Um das Problem zu lösen, ist Harald in leerstehende Häuser oder Keller von Familien eingestiegen. „Manchmal hatte ich Pech, und jemand hat sich nachts noch ein Bier geholt und mich erwischt. Dann bin ich rausgeflogen“, sagt er.

Direkt gegenüber von der Tagesaufenthaltsstätte „Herz As“ liegt eine triste Wohnlandschaft. Ein Container stapelt sich über dem anderen, der Gebäudekomplex aus dünnen Stahlwänden erinnert stark an eine der zahlreichen Flüchtlingsunterkünfte in der Stadt. Die Gruppe wendet ihren Blick. „Hier ist Platz für 400 Obdachlose. Aber nicht zum Einnisten, nur zum Schlafen“, erzählt Chris. Von Anfang November bis Ende März stellt die Stadt Hamburg im Rahmen des Winternotprogramms für obdachlose Menschen rund 900 zusätzliche Schlafplätze.

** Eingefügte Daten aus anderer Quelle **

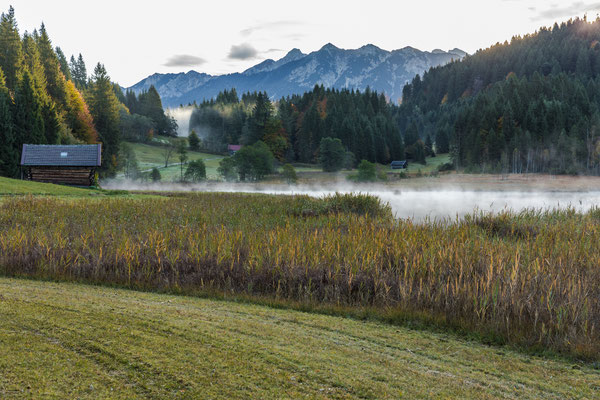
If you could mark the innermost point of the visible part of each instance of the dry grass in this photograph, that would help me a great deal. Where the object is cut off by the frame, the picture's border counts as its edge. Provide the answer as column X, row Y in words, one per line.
column 67, row 341
column 531, row 279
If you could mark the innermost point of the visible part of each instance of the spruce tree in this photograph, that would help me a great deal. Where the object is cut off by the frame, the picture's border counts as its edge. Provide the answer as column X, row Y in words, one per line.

Der Rundgang endet an der Bahnhofsmission am Hauptbahnhof. Die Teilnehmer beklatschen ihre beiden Stadtführer, einige geben ihnen die Hände und bedanken sich. Eilig werden noch ein paar „Hinz&Kunzt“-Magazine gekauft. „Die Führung hat meinen Blickwinkel verändert“, sagt Franziska Dignas (30), die mit ihrem Freund am Rundgang teilgenommen hat. „Ich habe mich davor immer gefragt, wie man überhaupt in so eine Situation geraten kann. Jetzt weiß ich es.“ Deniz Top (32) ergänzt: „Es war interessant, die Einrichtungen kennenzulernen. Man hat sich vorher nie damit beschäftigt, was in unserer Stadt für Obdachlose angeboten wird“, sagt der Hamburger.

Es ist kurz nach 17 Uhr, Zeit für die – so schätzen es Caritas und Diakonie – etwa 2000 Obdachlosen, ein Quartier für die Nacht zu suchen. Viele haben es sich bereits in den Eingängen der Geschäfte an der Mönckebergstraße bequem gemacht. Morgen früh werden sie ihre Platte wieder verlassen. Die meisten sauber. Harald und Chris sind froh, dass sie jetzt in ihre Wohnungen zurückkehren können.